Contour-time approach to the Bose-Hubbard model in the strong coupling regime: Studying two-point spatio-temporal correlations at the Hartree-Fock-Bogoliubov level

TL;DR

This paper introduces a contour-time formalism for analyzing space-time correlations in the Bose-Hubbard model, applicable to both equilibrium and non-equilibrium states, and compares its accuracy with existing methods.

Contribution

It develops a two-particle irreducible effective action within the contour-time framework for the Bose-Hubbard model, enabling study of correlations in and out of equilibrium.

Findings

Formalism accurately reproduces known results in equilibrium.

Provides a new tool for studying out-of-equilibrium dynamics.

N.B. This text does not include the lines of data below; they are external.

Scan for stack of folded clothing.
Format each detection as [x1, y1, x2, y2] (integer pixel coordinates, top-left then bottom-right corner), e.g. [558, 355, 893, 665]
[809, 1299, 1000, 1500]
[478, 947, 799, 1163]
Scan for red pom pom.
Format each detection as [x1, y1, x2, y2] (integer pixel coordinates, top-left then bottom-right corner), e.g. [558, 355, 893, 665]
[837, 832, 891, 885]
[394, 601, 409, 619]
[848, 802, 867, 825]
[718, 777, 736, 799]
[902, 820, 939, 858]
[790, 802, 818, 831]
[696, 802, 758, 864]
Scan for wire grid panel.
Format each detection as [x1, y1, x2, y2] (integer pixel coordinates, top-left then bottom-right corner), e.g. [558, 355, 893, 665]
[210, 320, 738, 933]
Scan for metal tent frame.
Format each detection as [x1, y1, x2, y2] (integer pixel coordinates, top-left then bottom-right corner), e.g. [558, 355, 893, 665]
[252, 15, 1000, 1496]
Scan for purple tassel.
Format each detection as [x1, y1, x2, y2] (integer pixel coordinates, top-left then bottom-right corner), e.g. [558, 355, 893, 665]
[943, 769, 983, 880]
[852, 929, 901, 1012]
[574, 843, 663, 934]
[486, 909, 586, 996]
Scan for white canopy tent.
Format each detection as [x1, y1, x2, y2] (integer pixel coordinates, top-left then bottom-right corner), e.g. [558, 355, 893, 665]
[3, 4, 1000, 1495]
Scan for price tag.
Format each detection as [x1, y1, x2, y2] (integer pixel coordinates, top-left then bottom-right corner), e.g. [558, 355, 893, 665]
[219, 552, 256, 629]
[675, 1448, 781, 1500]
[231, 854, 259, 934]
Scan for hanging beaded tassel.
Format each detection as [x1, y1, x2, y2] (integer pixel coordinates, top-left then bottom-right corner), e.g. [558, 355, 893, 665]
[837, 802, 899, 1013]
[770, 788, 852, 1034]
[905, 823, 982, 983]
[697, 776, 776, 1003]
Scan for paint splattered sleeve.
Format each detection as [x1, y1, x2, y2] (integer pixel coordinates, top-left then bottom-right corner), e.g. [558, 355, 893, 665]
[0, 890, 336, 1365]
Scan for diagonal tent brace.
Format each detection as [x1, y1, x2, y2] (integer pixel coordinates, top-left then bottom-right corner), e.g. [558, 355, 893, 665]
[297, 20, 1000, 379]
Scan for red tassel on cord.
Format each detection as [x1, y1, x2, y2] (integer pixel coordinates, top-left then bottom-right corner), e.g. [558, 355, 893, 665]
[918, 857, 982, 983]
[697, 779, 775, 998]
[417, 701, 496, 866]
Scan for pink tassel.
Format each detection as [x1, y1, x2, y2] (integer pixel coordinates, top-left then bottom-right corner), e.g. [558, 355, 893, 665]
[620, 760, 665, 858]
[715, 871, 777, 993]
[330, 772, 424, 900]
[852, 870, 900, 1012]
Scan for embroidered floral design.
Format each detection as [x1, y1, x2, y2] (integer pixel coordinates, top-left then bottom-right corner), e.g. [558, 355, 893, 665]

Shows good agreement with existing strong coupling methods.

Abstract

We develop a formalism that allows the study of correlations in space and time in both the superfluid and Mott insulating phases of the Bose-Hubbard Model. Specifically, we obtain a two particle irreducible effective action within the contour-time formalism that allows for both equilibrium and out of equilibrium phenomena. We derive equations of motion for both the superfluid order parameter and two-point correlation functions. To assess the accuracy of this formalism, we study the equilibrium solution of the equations of motion and compare our results to existing strong coupling methods as well as exact methods where possible. We discuss applications of this formalism to out of equilibrium situations.